= Grey Worlds =

Final issue as a zine (#15)

First issue produced by I.C.E., with cover art by Angus McBride

Grey Worlds was a fanzine about Rolemaster that first appeared in 1989. It was eventually published by Iron Crown Enterprises (I.C.E.) as a professional-quality magazine.

==Contents==
Grey Worlds started life in 1989 as a fanzine focused on I.C.E.'s Rolemaster fantasy role-playing game, although occasional articles about Bladestorm, Cyberspace, Dark Space, and Space Master also appeared.

I.C.E. eventually took over production and created a professional-looking magazine that covered I.C.E. products, particularly Middle-earth Role Playing and Rolemaster, although articles about Shadow World and Silent Death also appeared.

==Publication history==
Grey Worlds was started as a Rolemaster fanzine in 1989 by Ross Henton and Lem Richards. They published it regularly, and by 1992, they had produced 15 issues. Although it began as a primitive-looking zine, the final issues were of increasingly better quality, albeit still stapled and with a black & white cover.
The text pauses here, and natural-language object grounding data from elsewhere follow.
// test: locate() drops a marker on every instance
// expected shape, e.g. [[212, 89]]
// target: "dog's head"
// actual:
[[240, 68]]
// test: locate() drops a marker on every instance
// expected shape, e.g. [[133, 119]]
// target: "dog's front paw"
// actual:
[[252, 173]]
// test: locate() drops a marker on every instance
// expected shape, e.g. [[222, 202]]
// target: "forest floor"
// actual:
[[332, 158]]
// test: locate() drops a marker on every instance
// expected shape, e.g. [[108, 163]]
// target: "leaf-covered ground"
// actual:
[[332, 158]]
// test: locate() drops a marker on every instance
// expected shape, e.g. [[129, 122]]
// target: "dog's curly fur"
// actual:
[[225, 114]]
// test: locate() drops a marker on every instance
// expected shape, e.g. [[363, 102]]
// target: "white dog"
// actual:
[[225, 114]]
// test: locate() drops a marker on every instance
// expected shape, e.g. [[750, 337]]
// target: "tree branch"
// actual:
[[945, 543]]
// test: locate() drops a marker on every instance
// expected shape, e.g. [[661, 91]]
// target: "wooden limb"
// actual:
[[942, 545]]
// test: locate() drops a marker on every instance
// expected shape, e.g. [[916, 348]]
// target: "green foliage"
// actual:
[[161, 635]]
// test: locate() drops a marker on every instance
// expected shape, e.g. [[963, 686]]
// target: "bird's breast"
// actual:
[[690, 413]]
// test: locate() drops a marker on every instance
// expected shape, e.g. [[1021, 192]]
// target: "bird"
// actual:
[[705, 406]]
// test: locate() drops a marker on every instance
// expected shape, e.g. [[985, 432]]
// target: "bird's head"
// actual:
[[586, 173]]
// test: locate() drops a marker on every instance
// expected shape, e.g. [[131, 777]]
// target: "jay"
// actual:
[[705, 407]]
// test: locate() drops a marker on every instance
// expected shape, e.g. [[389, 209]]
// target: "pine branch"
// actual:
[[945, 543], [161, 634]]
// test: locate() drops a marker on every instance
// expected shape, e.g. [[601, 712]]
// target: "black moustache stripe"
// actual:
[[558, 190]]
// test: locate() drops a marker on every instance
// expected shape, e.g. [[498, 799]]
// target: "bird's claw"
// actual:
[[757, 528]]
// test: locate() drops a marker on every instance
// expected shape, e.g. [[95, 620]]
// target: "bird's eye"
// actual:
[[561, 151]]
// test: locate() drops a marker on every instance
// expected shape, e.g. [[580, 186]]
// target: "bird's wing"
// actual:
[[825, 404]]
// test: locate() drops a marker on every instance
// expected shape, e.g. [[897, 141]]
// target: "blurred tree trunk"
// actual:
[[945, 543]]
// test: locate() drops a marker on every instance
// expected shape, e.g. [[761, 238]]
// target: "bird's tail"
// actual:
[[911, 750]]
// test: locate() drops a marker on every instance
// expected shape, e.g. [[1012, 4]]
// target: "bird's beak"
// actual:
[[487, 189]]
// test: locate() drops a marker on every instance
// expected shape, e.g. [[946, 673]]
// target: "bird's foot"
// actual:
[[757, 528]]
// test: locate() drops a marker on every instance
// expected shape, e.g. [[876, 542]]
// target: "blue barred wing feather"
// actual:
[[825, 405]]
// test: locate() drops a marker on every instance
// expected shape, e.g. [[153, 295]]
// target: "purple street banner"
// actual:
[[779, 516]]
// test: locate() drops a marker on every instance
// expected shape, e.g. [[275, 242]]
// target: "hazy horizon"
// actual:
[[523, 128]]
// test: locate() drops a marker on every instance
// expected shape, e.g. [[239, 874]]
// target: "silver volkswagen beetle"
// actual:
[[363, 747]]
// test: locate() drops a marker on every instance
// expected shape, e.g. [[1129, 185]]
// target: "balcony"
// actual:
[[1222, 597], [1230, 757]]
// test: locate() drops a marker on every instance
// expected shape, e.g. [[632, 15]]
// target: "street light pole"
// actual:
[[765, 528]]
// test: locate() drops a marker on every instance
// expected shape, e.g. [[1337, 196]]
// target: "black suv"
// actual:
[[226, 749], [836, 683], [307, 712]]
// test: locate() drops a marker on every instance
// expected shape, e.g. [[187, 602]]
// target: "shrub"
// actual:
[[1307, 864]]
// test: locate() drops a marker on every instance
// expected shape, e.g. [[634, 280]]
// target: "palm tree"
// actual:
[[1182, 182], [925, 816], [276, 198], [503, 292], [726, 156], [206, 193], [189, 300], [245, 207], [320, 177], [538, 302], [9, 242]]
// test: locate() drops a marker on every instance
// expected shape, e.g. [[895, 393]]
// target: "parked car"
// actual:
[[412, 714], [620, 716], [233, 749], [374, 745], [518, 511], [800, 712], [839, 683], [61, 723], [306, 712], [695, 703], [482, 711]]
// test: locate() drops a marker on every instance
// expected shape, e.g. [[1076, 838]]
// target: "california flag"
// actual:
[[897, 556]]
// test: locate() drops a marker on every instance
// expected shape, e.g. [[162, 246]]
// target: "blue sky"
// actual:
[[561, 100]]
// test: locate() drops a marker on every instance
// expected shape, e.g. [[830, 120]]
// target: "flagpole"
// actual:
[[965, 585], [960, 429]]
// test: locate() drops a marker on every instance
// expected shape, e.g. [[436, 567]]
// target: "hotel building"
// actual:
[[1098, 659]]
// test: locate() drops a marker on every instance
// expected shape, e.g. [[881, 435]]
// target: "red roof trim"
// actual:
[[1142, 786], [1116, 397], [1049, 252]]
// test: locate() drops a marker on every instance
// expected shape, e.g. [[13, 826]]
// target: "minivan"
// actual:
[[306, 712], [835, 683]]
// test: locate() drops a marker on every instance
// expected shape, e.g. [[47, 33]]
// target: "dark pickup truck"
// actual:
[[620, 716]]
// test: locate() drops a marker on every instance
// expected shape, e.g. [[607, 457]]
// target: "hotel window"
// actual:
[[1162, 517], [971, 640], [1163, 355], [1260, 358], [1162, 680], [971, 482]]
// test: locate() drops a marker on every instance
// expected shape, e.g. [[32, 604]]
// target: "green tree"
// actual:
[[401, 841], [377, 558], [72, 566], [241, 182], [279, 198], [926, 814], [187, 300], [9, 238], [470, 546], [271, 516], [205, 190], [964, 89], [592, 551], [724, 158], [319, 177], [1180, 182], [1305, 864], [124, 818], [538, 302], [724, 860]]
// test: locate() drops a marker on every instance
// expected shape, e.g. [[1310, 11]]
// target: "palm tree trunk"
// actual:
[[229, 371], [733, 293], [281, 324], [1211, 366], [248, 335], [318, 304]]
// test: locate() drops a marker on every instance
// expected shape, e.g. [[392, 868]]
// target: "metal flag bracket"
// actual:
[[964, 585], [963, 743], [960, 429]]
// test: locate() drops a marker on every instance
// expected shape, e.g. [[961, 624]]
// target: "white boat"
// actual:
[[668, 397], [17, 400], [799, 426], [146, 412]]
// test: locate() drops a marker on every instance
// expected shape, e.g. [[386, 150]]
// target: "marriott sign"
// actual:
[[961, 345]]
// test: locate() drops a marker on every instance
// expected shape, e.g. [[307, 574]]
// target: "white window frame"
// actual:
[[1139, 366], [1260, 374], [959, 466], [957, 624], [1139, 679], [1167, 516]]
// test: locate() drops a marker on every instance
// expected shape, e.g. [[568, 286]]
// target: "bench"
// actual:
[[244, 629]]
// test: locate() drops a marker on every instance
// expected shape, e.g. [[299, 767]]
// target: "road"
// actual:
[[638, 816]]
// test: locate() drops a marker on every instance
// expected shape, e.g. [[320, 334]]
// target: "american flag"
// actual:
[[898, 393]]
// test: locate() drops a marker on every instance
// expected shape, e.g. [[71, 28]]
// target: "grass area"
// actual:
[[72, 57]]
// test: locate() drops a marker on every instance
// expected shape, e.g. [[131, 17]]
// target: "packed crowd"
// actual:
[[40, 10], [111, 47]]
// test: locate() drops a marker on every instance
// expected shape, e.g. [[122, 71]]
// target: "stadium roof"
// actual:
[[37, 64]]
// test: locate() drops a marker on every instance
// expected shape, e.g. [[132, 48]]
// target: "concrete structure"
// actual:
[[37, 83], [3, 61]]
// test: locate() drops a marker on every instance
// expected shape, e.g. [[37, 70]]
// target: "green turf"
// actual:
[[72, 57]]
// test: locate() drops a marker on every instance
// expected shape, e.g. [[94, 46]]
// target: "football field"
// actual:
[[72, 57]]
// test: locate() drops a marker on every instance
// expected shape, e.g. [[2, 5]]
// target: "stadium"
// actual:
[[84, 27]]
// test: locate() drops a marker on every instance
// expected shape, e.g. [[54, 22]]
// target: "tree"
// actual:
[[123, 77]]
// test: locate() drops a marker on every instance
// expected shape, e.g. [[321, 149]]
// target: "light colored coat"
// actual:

At that point I.C.E. took over production, with the plan to produce a regularly scheduled glossy games periodical. Henton and Richards were retained as the Editor in Chief and Production Manager respectively. The numbering was restarted, and Issue 1, a professionally printed and saddle-stitched magazine, was released in June 1993 featuring a full-colour cover by Angus McBride and numerous advertisements. However Issue 2 was not released until January 1994, and Issue 3 did not appear until 1995. Production ceased after Issue 3.

As games historian Shannon Appelcline noted in his 2014 book Designers & Dragons, "ICE picked [Grey Worlds] up, with the intent to publish it at a more professional level, an experiment that failed after just three issues published over two years."

==Reception==
Herb Petro reviewed the magazine in the February–March 1991 issue of White Wolf. He stated, "I have been very pleased with Grey Worlds, receiving it since issue #4, and I recommend it to all ICE RPG fans." He rated it overall at 4 points of a possible 5.